3. Mulcahy LR, Burns JL, Lory S, Lewis K. 2010. Emergence of Pseudomonas aeruginosa strains producing high levels of persister cells in patients with cystic fibrosis. Journal of Bacteriology 192: 6191-6199.
4. Shah D, Zhang Z, Khodursky AB, Kaldalu N, Kurg K, Lewis K. Persisters: a distinct physiological state of E. coli. 2006. BMC Microbiology 6: 53.
5. Maisonneuve E, Shakespeare LJ, Jørgensen MG, Gerdes K. 2011. Bacterial persistence by RNA endonucleases. PNAS 108:13206–11.

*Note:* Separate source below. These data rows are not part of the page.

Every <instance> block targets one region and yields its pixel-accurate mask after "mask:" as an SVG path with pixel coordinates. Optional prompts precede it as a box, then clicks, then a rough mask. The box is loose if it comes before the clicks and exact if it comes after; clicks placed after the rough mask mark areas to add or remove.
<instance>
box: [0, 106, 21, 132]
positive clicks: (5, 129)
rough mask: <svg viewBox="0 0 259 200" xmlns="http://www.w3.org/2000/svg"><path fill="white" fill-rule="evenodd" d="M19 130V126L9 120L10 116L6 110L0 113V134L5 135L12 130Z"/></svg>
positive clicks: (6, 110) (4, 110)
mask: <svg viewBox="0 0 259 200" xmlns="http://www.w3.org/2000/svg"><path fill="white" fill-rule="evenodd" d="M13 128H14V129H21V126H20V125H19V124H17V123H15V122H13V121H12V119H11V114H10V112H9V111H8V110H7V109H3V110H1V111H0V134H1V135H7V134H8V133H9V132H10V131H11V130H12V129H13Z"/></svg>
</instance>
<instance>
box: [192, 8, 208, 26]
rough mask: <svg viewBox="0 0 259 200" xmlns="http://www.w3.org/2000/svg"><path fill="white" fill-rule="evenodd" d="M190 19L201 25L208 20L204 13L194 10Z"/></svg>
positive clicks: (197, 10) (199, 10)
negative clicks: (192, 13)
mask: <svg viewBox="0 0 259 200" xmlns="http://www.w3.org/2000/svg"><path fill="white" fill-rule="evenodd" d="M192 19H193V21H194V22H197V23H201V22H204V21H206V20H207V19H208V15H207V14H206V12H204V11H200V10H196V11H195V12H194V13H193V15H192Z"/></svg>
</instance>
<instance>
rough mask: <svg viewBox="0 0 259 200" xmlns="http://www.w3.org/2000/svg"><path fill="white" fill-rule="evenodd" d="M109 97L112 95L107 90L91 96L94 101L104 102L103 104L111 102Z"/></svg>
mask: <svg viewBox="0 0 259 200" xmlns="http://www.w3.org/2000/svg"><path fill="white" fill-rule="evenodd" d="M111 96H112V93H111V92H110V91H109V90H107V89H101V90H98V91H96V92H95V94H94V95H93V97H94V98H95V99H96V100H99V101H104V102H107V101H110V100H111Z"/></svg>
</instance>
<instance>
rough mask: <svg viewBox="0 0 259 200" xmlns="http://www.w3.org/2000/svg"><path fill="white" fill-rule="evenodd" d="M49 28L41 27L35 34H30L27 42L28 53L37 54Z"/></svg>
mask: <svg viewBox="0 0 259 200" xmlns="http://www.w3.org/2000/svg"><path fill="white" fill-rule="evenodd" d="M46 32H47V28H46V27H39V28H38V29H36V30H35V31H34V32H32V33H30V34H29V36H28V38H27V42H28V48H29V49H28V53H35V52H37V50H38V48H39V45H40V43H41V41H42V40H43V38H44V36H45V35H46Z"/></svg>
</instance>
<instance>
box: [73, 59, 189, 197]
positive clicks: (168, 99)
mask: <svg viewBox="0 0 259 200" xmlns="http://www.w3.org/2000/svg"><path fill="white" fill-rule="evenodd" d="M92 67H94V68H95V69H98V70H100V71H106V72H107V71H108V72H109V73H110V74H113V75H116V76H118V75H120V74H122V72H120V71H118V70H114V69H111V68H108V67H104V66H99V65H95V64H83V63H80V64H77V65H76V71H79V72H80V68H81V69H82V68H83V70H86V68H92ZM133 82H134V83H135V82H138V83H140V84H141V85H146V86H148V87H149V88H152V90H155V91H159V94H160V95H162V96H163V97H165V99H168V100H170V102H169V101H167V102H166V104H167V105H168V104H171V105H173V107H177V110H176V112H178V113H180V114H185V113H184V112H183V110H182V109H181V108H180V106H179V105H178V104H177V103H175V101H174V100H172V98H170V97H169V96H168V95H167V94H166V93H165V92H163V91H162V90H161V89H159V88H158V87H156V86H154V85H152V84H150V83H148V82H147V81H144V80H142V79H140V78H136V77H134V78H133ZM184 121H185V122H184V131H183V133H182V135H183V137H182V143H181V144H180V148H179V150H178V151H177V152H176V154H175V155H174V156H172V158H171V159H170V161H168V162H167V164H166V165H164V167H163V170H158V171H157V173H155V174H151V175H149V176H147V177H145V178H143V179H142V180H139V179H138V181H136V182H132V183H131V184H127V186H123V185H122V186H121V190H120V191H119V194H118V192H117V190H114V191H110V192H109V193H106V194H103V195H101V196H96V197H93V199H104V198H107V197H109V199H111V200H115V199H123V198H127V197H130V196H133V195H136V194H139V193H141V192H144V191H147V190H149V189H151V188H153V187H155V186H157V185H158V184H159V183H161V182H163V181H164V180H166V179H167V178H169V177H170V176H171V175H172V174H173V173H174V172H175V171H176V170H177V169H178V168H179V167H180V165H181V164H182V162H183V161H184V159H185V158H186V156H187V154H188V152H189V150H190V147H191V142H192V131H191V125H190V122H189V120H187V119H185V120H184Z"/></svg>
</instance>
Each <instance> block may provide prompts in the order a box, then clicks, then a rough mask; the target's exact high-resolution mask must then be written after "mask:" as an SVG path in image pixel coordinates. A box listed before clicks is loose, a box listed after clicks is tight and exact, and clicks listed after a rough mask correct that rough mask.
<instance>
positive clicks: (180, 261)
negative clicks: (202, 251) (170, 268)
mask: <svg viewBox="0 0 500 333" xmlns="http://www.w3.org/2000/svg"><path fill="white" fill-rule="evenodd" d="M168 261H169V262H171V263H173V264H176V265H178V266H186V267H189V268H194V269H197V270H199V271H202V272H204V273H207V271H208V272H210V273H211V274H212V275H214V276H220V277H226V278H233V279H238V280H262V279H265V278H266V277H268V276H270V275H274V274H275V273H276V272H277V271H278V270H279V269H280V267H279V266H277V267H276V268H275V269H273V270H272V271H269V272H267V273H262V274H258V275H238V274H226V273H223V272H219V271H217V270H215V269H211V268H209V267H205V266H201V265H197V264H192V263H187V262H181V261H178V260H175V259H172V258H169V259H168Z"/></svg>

6. Rotem E, Loinger A, Ronin I, Levin-Reisman I, Gabay C, Shoresh N, Biham O, Balaban N. 2010. Regulation of phenotypic variability by a threshold-based mechanism underlies bacterial persistence. PNAS 107: 12541-12546.
7. Allison KR, Brynildsen MP, Collins JJ. 2011. Metabolite-enabled eradication of bacterial persisters by aminoglycosides. Nature 473: 216-220.
8. Vega NM, Allison KR, Khalil AS, Collins JJ. 2012. Signaling-mediated bacterial persister formation. Nature Chemical Biology 8: 431-433.